MADRID, Spain (AP) _ Police arrested a man wanted in one of the biggest kidnappings in German history and hospitalized the suspect after he slashed his wrists, authorities said Monday.

Wolfgang Koszics was detained as he drove near the southeastern city of Murcia on Sunday, said Felix Alcaraz, spokesman for the Interior Ministry police.

Civil Guards pulled over Koszics’ Audi because it was on a list of suspicious vehicles.

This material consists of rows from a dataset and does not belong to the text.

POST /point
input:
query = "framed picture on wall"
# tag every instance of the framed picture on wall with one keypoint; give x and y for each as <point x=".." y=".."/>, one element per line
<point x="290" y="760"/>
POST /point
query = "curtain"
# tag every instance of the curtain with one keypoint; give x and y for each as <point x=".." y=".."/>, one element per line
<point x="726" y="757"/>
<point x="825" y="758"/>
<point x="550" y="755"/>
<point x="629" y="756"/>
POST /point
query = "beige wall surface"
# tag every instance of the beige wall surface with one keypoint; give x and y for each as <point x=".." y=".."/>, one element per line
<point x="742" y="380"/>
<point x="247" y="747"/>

Not knowing that Koszics was one of two men wanted in the March 25 kidnapping of German millionaire Jan Philipp Reemtsma, the paramilitary police took him back to his cheap hotel while they radioed headquarters for instructions.


Reemtsma was held for 33 days and released after his family paid $20 million, the highest ransom in German history.

When the Civil Guards learned Koszics was wanted for the kidnapping, they rushed up to his room, where they found him bleeding from his slashed wrists, said Felix Alcaraz, spokesman for the Interior Ministry police.

Koszics, 54, was taken to a hospital under police guard, Alcaraz said in a telephone interview from Murcia, 250 miles southeast of Madrid. Police found $157,400 and a mobile phone in his possession.

Although Koszics cut tendons in both wrists, he was not in danger of dying. He will undergo surgery Monday evening at the Morales Meseguer Hospital in Murcia, Alcaraz said.

As soon as Koszics has recovered from his injuries, the German fugitive will be questioned by police and then taken before a national court in Murcia, government authorities announced Monday evening.

Reemtsma, 43, was kidnapped in front of his villa in Hamburg and held in a house next to a golf course in Garlstedt, a well-to-do suburb of Bremen dotted with weekend homes. He was freed on April 30.

Koszics’ arrest was first reported by the Hamburger Morgenpost newspaper.

Also wanted in the kidnapping is Peter Richter, 58.

The Hamburg-based Reemtsma cigarette company is Germany’s second-largest. Reemtsma sold his share of his family’s tobacco business in 1980 and devoted himself to supporting literary and social causes.